TİSK Başkanı Halit Narin’in “20 yıldır biz ağladık, onlar güldü” sözünü doğrular nitelikte, hem işçi sınıfı örgütlülüğüne karşı, hem de burjuva fraksiyonları arasındaki önderlik krizini aşmayı ve sermaye sınıfının siyasal egemenliğini pekiştirmeyi hedefleyen bir karşı saldırıya geçildi. Aynı nedenlerle bu dönemin en büyük siyasi davaları arasında DİSK davası bulunmaktaydı. İstanbul Sıkıyönetim Komutanlığı Askeri Mahkemesi Savcılığı tarafından hazırlanan 25 Haziran 1981 tarihli iddianamede, DİSK’in 52 yöneticisi hakkında TCK’nın 146/1. maddesini ihlal ettikleri iddiasıyla idam cezası istendi.

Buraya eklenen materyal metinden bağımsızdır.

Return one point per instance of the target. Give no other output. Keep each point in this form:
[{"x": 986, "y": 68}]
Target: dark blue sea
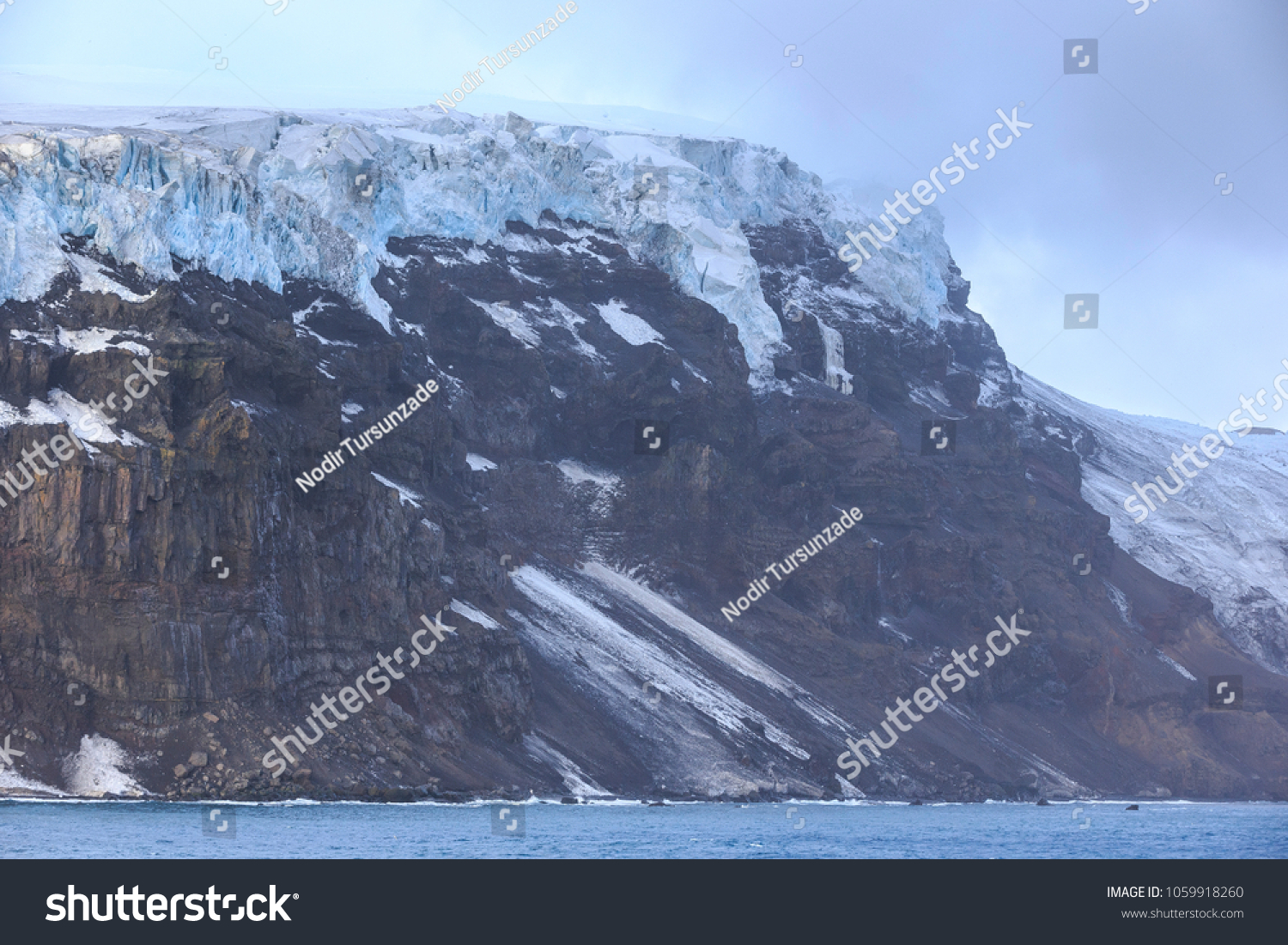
[{"x": 95, "y": 829}]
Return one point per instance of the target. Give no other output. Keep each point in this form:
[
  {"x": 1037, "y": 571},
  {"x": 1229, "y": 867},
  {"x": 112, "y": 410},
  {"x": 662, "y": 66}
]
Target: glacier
[{"x": 264, "y": 196}]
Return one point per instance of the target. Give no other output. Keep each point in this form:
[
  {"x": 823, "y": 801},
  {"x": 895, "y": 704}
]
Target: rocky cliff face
[{"x": 559, "y": 306}]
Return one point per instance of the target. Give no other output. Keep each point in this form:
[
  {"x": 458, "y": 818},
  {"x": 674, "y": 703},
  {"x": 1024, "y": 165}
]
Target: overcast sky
[{"x": 1112, "y": 191}]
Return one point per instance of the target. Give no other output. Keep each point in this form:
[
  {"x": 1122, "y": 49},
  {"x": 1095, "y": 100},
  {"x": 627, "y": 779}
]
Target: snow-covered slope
[
  {"x": 260, "y": 196},
  {"x": 1225, "y": 535}
]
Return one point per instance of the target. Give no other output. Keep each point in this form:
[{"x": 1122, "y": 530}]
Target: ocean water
[{"x": 1104, "y": 829}]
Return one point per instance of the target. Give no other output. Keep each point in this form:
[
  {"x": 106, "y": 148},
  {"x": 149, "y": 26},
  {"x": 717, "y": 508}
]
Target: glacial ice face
[{"x": 262, "y": 196}]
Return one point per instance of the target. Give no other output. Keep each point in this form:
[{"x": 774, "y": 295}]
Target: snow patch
[
  {"x": 633, "y": 329},
  {"x": 584, "y": 474},
  {"x": 100, "y": 767},
  {"x": 474, "y": 615},
  {"x": 404, "y": 494}
]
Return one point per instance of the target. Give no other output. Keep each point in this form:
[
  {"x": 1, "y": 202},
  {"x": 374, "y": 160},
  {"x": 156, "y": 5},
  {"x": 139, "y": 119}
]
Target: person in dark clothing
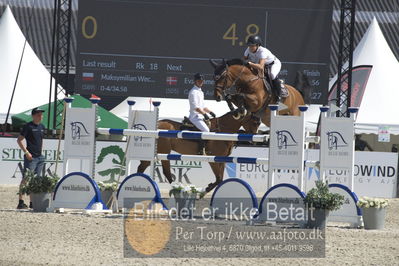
[
  {"x": 32, "y": 133},
  {"x": 361, "y": 145}
]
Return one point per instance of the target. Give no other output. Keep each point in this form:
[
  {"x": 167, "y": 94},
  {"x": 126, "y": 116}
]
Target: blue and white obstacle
[
  {"x": 184, "y": 134},
  {"x": 286, "y": 153}
]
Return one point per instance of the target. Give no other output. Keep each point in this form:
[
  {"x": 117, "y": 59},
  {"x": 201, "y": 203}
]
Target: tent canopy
[
  {"x": 33, "y": 83},
  {"x": 105, "y": 118},
  {"x": 379, "y": 104}
]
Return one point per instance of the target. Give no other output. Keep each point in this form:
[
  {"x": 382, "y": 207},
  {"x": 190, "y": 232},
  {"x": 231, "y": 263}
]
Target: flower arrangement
[
  {"x": 38, "y": 184},
  {"x": 366, "y": 202},
  {"x": 178, "y": 189},
  {"x": 111, "y": 186},
  {"x": 320, "y": 197}
]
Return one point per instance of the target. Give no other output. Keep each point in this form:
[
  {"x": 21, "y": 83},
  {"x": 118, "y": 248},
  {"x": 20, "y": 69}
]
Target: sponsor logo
[
  {"x": 139, "y": 127},
  {"x": 138, "y": 188},
  {"x": 231, "y": 169},
  {"x": 285, "y": 139},
  {"x": 335, "y": 140},
  {"x": 88, "y": 76},
  {"x": 78, "y": 130}
]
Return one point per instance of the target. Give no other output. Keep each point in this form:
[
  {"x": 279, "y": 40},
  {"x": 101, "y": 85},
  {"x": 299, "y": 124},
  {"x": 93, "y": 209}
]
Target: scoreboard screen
[{"x": 153, "y": 48}]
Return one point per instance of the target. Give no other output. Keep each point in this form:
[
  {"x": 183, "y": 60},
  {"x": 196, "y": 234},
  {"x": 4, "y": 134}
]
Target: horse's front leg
[
  {"x": 228, "y": 99},
  {"x": 239, "y": 101}
]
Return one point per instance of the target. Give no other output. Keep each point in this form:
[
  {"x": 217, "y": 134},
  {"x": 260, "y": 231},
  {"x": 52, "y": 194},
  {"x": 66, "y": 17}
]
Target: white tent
[
  {"x": 379, "y": 105},
  {"x": 33, "y": 80}
]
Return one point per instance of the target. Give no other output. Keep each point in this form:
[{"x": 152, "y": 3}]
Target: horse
[
  {"x": 251, "y": 94},
  {"x": 226, "y": 124}
]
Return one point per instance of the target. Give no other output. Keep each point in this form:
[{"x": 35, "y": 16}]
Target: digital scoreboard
[{"x": 153, "y": 48}]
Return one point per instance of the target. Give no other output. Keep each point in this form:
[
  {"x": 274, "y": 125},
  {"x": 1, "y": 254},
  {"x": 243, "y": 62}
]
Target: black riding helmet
[
  {"x": 198, "y": 76},
  {"x": 254, "y": 40}
]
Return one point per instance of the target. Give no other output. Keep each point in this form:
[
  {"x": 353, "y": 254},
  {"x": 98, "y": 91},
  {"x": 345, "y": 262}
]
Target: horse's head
[
  {"x": 251, "y": 123},
  {"x": 225, "y": 75}
]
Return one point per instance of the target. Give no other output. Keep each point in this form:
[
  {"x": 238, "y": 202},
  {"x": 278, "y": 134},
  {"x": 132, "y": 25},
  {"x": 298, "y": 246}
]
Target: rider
[
  {"x": 198, "y": 111},
  {"x": 259, "y": 57}
]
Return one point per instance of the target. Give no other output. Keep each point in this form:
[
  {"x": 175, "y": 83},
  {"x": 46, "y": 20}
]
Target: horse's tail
[{"x": 302, "y": 84}]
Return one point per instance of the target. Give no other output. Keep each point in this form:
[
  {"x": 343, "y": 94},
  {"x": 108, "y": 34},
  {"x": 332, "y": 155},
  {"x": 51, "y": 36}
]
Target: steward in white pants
[{"x": 198, "y": 111}]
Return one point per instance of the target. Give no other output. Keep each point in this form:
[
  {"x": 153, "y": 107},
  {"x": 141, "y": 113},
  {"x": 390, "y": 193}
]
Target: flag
[
  {"x": 86, "y": 76},
  {"x": 171, "y": 80}
]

Daha sonraki aylarda 160 ayrı dava DİSK dosyası ile birleştirildi. Böylece davadaki sanıkların sayısı 1477’ye, hakkında idam cezası istenenlerin sayısı ise 78’e yükseldi. İddianamede, DİSK’in 1402 sayılı Sıkıyönetim Yasası’nın 15/L maddesi ve 274 sayılı Sendikalar Yasası’nın 30/4. maddesi uyarınca kapatılması da talep edildi.
Cunta o günlerde emeğin anayasal haklarına saldırırken, bugün “özgürlükleri” dilinden düşürmeyen TÜSİAD memnuniyetini dile getirmekteydi. KOÇ grubundan Vehbi Koç’un Kenan Evren’e yazdığı mektupta “Bazı sendikaların Türk Devleti’ni ve ekonomisini yıkmak için bugüne kadar yaptıkları aşırı hareketler göz önünde bulundurulmalıdır. DİSK’in kapatılmış olmasından dolayı bir kısım işçiler, sendikal münasebetler yönünden bekleyiş içindedirler. Militan sendikacılar bu işçileri tahrik etmek … niyetindedirler. Bu durum bilinmeli, hazırlanacak kanunlarda gerekli tedbirler alınmalıdır” cümleleri, hem bir teşekkür hem de siyasi bir öneriydi.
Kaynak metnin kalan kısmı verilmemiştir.